New York lawyer Stanley Cohen, who represented Osama bin Laden’s son-in-law in U.S. courts, orchestrated a plan to save Kassig by asking a pair of senior al-Qaida clerics to intervene with ISIS on behalf of saving the American hostage.

Cohen also contacted an unnamed Kuwaiti al-Qaida veteran and one-time Guantánamo Bay detainee.

In response to Cohen’s request for help to free Kassig, the Kuwaiti replied: “We want to save him.”

Their aim was not just to free Kassig but to get Isis permanently out of the business of taking and murdering civilian hostages, a tactic that has horrified many jihadis and deepened the theological battle between the group and al-Qaida.

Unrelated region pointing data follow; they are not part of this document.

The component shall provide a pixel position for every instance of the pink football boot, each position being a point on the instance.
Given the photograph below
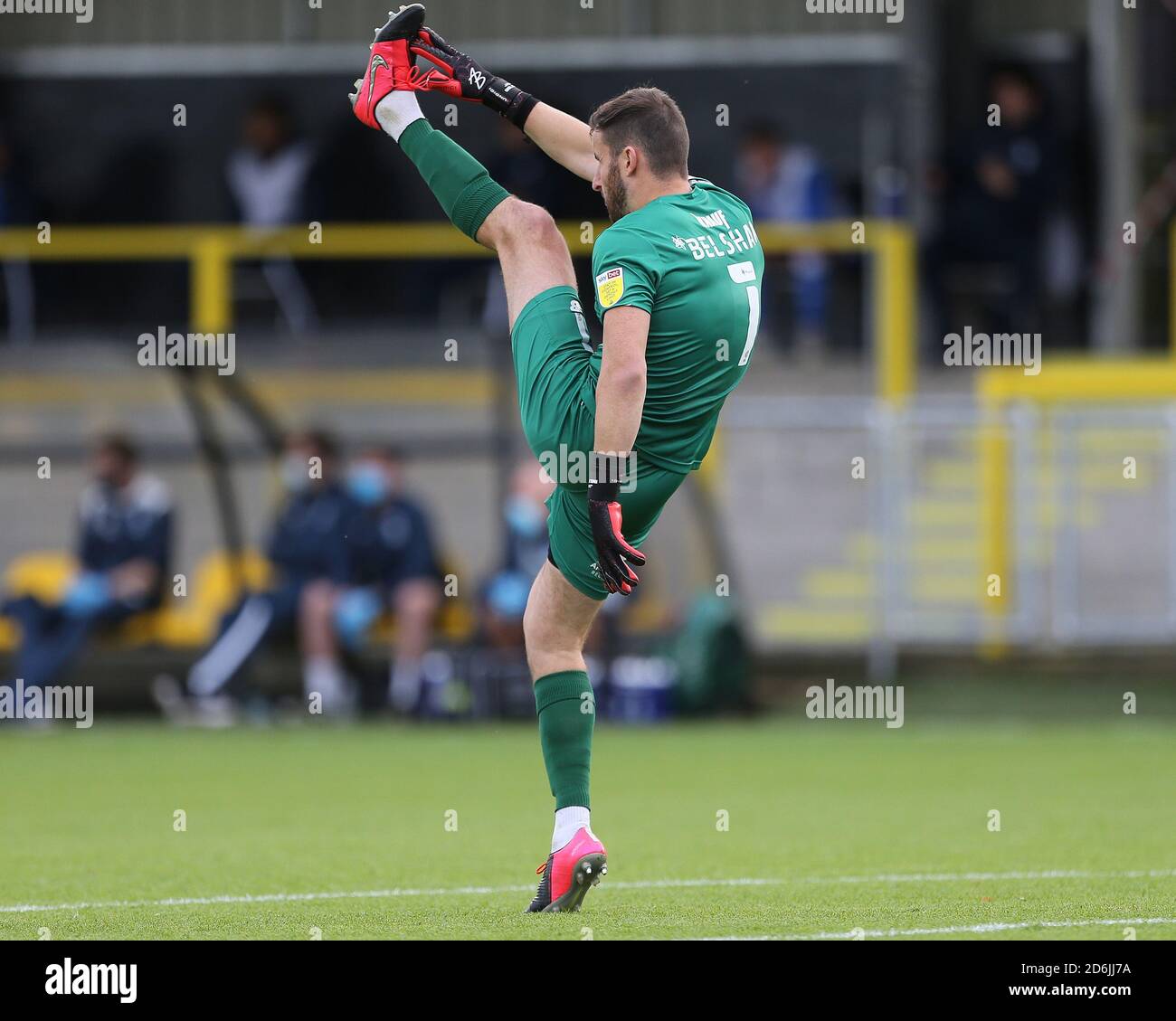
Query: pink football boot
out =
(569, 872)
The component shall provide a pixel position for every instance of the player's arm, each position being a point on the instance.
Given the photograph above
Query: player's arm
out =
(620, 400)
(559, 134)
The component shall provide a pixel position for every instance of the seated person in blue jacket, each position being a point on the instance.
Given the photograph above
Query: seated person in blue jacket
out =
(308, 546)
(393, 566)
(124, 550)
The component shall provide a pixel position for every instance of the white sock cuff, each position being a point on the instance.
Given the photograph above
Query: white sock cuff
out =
(567, 821)
(396, 110)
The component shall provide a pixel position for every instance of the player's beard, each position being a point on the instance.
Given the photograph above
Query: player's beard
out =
(616, 199)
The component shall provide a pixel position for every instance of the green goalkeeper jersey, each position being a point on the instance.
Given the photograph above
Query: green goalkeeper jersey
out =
(694, 262)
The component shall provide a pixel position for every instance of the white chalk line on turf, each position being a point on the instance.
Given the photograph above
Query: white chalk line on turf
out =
(945, 931)
(661, 884)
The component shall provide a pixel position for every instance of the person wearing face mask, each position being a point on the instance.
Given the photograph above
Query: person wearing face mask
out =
(125, 523)
(308, 553)
(393, 564)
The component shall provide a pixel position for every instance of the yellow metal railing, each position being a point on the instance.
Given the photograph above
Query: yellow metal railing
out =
(212, 251)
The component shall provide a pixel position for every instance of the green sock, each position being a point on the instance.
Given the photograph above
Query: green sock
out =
(467, 193)
(567, 712)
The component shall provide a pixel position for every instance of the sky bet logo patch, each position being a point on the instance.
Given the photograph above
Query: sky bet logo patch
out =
(610, 288)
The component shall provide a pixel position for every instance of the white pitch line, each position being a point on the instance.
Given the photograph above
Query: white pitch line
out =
(944, 931)
(661, 884)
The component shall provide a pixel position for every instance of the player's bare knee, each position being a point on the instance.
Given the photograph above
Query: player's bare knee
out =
(526, 223)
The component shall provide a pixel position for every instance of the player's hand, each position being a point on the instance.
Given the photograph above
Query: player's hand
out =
(612, 553)
(469, 80)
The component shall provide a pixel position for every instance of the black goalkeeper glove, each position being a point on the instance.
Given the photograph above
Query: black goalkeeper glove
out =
(612, 553)
(470, 81)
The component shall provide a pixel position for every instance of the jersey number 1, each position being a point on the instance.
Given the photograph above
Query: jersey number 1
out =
(744, 273)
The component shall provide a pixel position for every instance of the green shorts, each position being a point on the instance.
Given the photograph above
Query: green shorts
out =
(551, 358)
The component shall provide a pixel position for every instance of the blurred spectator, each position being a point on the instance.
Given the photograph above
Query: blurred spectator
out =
(124, 551)
(787, 183)
(525, 544)
(308, 546)
(1000, 184)
(15, 208)
(393, 564)
(269, 178)
(525, 515)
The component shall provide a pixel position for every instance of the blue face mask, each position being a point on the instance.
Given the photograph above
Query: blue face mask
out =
(525, 517)
(367, 485)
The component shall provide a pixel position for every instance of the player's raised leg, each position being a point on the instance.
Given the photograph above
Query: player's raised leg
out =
(555, 626)
(534, 259)
(533, 253)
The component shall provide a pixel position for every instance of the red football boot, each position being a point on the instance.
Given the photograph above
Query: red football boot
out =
(569, 872)
(392, 67)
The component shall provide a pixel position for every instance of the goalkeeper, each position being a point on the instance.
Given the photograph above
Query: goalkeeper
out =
(678, 289)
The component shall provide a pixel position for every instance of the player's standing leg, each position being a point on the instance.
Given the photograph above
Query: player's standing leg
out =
(534, 258)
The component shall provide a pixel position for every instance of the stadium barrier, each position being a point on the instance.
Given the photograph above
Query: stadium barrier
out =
(211, 251)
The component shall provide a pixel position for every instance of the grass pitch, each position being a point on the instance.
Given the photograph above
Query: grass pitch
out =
(773, 828)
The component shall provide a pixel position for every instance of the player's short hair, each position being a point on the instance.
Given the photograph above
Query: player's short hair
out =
(650, 120)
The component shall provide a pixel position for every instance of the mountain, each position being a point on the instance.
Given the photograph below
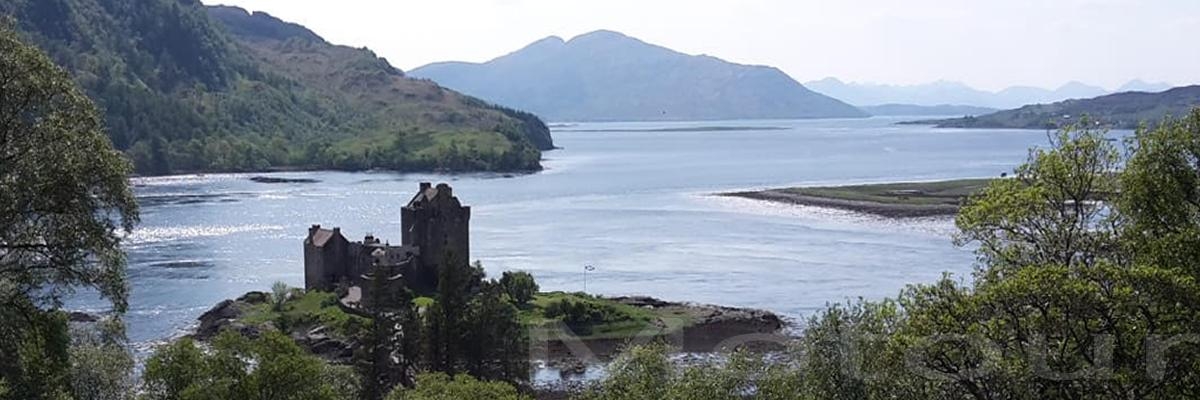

FBI staff confirmed to The Guardian that senior officials were aware of the efforts and would be willing to pay $24,000 of Cohen and his Arabic translator’s expenses.

Had it been successful, the negotiation would have carried a high risk for the US. In return for renouncing hostage-taking, Isis was offered a clerical détente: Maqdisi, Abu Qatada and other senior religious figures in al-Qaida’s sphere of influence would stop publicly denouncing Isis as extremists without proper Islamic qualifications.

A protocol was drawn up between the FBI and Jordanian authorities to allow Maqdisi to contact a former student who is ISIS’ chief “scholar at arms.”

Negotiations proceeded and Cohen said Isis told him, through intermediaries, Kassig would remain alive during negotiations.

But the next day, Jordanian security services arrested Maqdisi for “using the internet to promote and incite views of jihadi terrorist organisations” and the negotiations collapsed.

Kassig was eventually beheaded and Maqdisi remains in prison in Jordan.